The powerful uncle of North Korean leader Kim Jong Un met both China's president and premier on Friday in a sign that relations between the two countries are back on track after Kim irked Beijing with a rocket launch soon after taking power.

State media have said the six-day visit to China by Jang Song Thaek, the chief of the central administrative department of the Workers' Party of Korea, is a possible prelude to a visit by Kim himself. China remains North Korea's most important ally.

The top-level meetings came after Beijing earlier this week agreed to help Pyongyang revamp two trade zones near the Chinese border.

Since he became North Korea's top leader following his father's death in December, Kim has promoted younger economists to key party positions to help revive his country's economy. North Korea has lagged economically far behind the rest of Northeast Asia, and much of the nation is impoverished outside the capital, Pyongyang.

Beijing also wants to see bolder economic reforms under the young Kim to lessen North Korea's reliance on hand-outs.

A few months ago, relations between the two allies were strained. North Korea drew strenuous objections from China, the United States, Japan and others by testing a rocket in April because they feared it would add to tensions on the Korean Peninsula between the North and the South. Analysts said North Korea did not give Beijing advance notice of the launch, which particularly irked them.

Jang is a vice chairman of the powerful National Defense Commission. He also is seen as a leading economic policy official.

His meetings with President Hu Jintao and Premier Wen Jiabao in Beijing came toward the end of his visit. Hu praised Jang for his "huge amount of work for the friendly relations between China and North Korea as two neighboring countries," the official China News Service reported.

Wen told Jang that the China-North Korea friendship has endured historical tests and is a shared treasure to be "doubly cherished." He said Jang's visit will deepen the relations between the two ruling parties and the two nations, according to CNS.
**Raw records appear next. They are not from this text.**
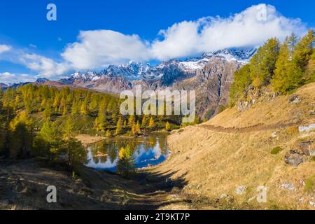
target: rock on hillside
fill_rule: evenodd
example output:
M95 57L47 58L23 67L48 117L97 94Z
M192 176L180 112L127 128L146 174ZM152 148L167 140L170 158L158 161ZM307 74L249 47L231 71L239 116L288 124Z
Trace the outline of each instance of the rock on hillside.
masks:
M227 108L207 122L174 131L172 156L150 170L176 170L170 178L187 181L182 194L230 208L315 209L315 128L302 128L315 127L314 94L311 83L290 96L265 95L244 111ZM290 100L296 96L298 102ZM298 162L290 162L293 157ZM262 189L265 202L257 200Z

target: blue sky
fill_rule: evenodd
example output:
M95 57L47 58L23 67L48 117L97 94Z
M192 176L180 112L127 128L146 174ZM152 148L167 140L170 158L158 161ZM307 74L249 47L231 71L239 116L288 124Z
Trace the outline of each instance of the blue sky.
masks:
M46 19L50 3L57 6L57 21ZM267 20L254 22L251 6L262 3ZM315 27L314 8L311 0L1 1L0 82L259 46L270 36Z

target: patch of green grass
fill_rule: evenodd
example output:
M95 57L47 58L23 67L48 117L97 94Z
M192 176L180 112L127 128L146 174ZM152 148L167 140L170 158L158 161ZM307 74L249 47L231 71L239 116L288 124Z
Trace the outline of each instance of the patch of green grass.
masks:
M270 153L272 153L272 155L276 155L276 154L278 154L279 153L280 153L280 151L281 151L281 150L282 150L281 147L280 147L280 146L276 146L276 148L274 148L271 150Z

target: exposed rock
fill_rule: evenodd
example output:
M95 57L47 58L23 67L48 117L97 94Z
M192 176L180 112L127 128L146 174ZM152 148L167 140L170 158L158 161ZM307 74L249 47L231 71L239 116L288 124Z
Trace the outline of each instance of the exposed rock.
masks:
M300 154L310 155L310 152L313 149L313 141L304 141L300 144L299 151Z
M312 130L315 129L315 124L312 124L308 126L300 126L299 127L299 132L309 132Z
M315 202L309 201L309 204L315 207Z
M298 104L302 101L302 99L298 95L293 95L289 98L288 101L290 103Z
M281 187L282 189L288 190L290 191L295 190L295 188L294 187L294 186L290 183L282 183Z
M237 195L244 195L246 188L247 188L246 186L238 186L236 188L235 192L236 192Z
M225 193L223 193L220 196L220 199L223 199L227 197L227 195Z
M272 137L273 139L278 138L278 135L276 134L276 132L272 133Z
M241 101L237 104L237 111L241 112L251 107L251 103L247 101Z
M298 167L299 164L303 162L303 155L296 153L289 153L285 156L285 162L293 167Z

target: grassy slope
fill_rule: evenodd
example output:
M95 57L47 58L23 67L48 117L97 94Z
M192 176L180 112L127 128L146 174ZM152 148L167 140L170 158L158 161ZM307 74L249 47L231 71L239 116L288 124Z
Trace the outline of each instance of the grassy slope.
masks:
M151 172L173 172L173 179L187 182L183 195L206 197L205 203L219 208L314 209L309 204L315 202L314 192L306 190L304 185L315 177L315 162L309 160L295 167L284 158L299 143L315 140L314 133L304 136L297 128L315 123L309 113L315 106L315 83L293 95L302 101L289 102L292 95L266 97L245 111L228 108L206 123L174 131L169 139L172 156ZM272 155L276 146L283 150ZM282 188L286 183L294 190ZM260 204L253 197L262 185L268 189L267 202ZM247 189L238 195L240 186ZM223 194L228 196L220 199Z

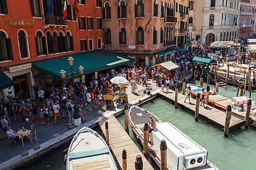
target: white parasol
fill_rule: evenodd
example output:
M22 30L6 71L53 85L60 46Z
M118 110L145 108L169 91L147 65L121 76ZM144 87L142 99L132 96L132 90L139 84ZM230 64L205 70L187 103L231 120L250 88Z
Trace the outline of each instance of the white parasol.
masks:
M110 80L110 82L114 84L126 84L129 81L123 76L115 76Z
Jang met Chinese commerce ministry officials earlier this week to discuss the development of two special economic zones in North Korea.

The ministry said the two sides signed a number of cooperation agreements to further develop the zones — Rason on the Korean Peninsula's northern tip, and Hwanggumphyong, an island in the Yalu River that marks their border to the southwest.

Rason would be developed into a manufacturing base, logistics center and tourism hub, and the Hwanggumphyong zone would focus on information technology, tourism, agriculture and garment manufacturing, it said.

Rason has recently begun to develop thanks to Chinese infrastructure projects, but Hwanggumphyong has languished since ground was broken last year.

On Thursday, Jang met with Wang Jiarui, the head of the international department of the Communist Party of China Central Committee. Wang said China is committed to strengthening and developing the friendly and cooperative relations between the countries, and Jang said Pyongyang wants to see the friendship strengthen, the official Xinhua News Agency said.